Planes, Trains & Automobiles is a comedy, but the biggest reason it’s still remembered today is for its “serious parts.” Steve Martin has played a terrible person in many of his movies, it’s one of his specialties. But this is a movie about people learning empathy for each other. John Candy was a comedian, but he gives a wonderful performance here, as a lonely man who knows he “tries too hard” to please other people sometimes, but can’t help it. By modern standards, it is hardly madcap, despite the efforts of the extremely 80s score with which the movie is saddled, complete with frequent record scratches. However, its highest moments of comedy stand with anything the movies have ever produced in terms of uncontrollable laughter.

The story follows Martin’s uptight marketing executive, Neal, and Candy’s Del, a traveling salesman selling those little rings that hold up shower curtains. Both men are in New York two days before Thanksgiving, and both are on the same flight trying to get to Chicago before the holiday. A snowstorm diverts their plane to Wichita, however, and there’s only one hotel room left in town so they have to share. This is the first of a long series of mishaps that throw them together again and again.

Del seems to have been designed to drive Neal insane.
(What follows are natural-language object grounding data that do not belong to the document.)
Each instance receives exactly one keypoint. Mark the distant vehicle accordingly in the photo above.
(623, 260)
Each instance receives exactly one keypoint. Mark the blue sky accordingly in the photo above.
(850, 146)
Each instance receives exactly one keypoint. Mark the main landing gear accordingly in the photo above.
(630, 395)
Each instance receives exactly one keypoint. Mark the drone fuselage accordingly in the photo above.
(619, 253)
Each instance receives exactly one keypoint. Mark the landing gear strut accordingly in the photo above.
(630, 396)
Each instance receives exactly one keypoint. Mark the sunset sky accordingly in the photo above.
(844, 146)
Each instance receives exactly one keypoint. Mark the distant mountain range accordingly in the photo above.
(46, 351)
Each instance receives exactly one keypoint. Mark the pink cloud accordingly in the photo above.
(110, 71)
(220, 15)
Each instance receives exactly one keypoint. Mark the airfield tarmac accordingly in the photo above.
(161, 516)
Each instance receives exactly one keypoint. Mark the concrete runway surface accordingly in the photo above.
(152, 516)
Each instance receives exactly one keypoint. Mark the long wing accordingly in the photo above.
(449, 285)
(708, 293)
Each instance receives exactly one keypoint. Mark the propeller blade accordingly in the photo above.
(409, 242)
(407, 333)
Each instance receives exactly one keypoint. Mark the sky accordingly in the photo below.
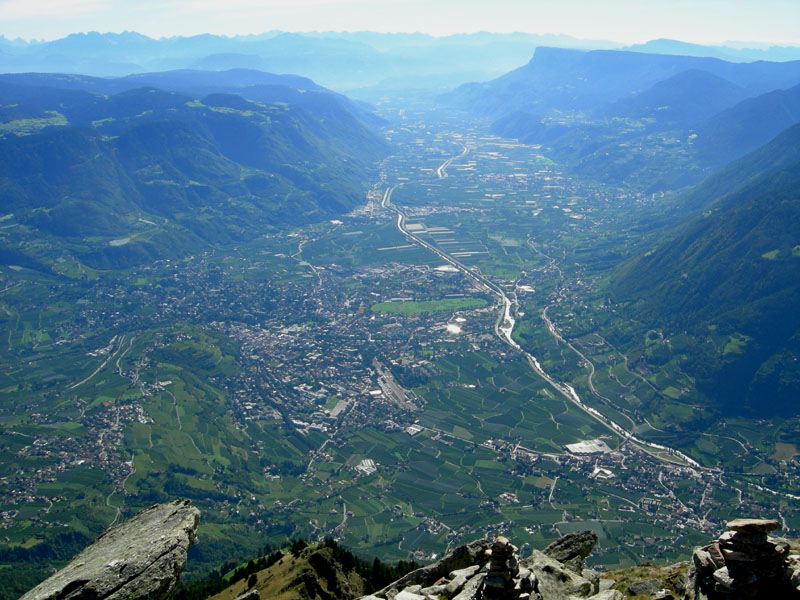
(625, 21)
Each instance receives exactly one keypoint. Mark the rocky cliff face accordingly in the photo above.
(743, 564)
(141, 559)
He has an endless supply of coats that seem to always be draped over him in varying combinations. He says he “can’t be comfortable” with his shoes on, but his feet are gross. He always seems to be eating something, usually something that gets everywhere. But he’s also always, unrelentingly, nice, and despite his many efforts over the movie to pry himself free, Neal can’t quite abandon him. The key to the entire movie is that it resists the urge to descend into Odd Couple-style yelling. When Neal loses it and yells at Del in their hotel room, Del doesn’t yell back. He looks crestfallen. “I see,” he says. The closest he comes to a comeback is “well, I like me.”

The following morning is maybe the movie’s most remembered scene, when the two men wake up to find themselves spoonly fondly in the only bed. “Where is your hand?” Neal asks. “Between these two pillows,” Del replies. “THOSE AREN’T PILLOWS!!!!” Neal shouts, as the two men instantly spring out of bed and immediately start muttering to each other about how the Bears are having a great year. For me the other funniest scene is when, while exhausted late at night, the pair accidentally start driving the wrong way on the interstate and end up passing between two trucks in a space exactly the width of the car. For about five seconds the movie turns into Willie Wonka’s boat heading into a tunnel, all flashing lights. Candy is just screaming. There are flashes of skeletons. Martin looks over and sees the devil, completely with silly red jumpsuit and a pitchfork.

Planes, Trains, and Automobiles was the first movie that John Hughes had directed in several years that wasn’t a comedy set among high schoolers. He came up with National Lampoon (writing a series of movies like National Lampoon’s Vacation, along with spearheading National Lampoon’s doomed effort to make the third Jaws movie as a parody titled Jaws 3, People 0), then shifted over to his famous run of teen comedies, all set in suburban Chicago, several starring Molly Ringwald, including Sixteen Candles, Weird Science, The Breakfast Club, Ferris Bueller’s Day Off, and Pretty in Pink. After this stretch, he spent most of his career as writer, including more successes like Home Alone. But this is perhaps the best synthesis of his sensibility, a sort of combo of sentimentality and magical realism, with more “adult” themes.

In its own way, Planes, Trains and Automobiles is something like a classic road movie, in the Hope & Crosby vein. With the exception of occasional cutaways to Neal’s wife (Laila Robbins), the remainder of the supporting cast is primarily cameo status. Some of them are Hughes regulars, like Edie McClurg as the chipper car rental agent at whom Martin unleashes a torrent of F-words and Ben Stein (now, years after becoming popular hosting a weird Comedy Central gameshow, once again best known for his appearance as the droning teacher in Ferris Bueller’s Day Off), in a small role as a worker at the Wichita airport. Others are bigger stars making cameos, like Kevin Bacon (in a wordless appearance on a New York street) or Michael McKean as a state trooper who pulls the heroic pair over for speeding.

Planes, Trains and Automobiles is well worth watching, or revisiting if you haven’t seen it in a while. It isn’t a laugh-a-minute, but it’s a nice movie with nice people who are nice to spend time with. This isn’t a movie about two guys who start out not liking each other and end up best friends. It’s a movie about two men who go from being slightly annoyed and “putting up with” each other to trying to really understand each other. It also can lay serious claim to being the best-known Thanksgiving-themed movie ever made, and that’s not nothing.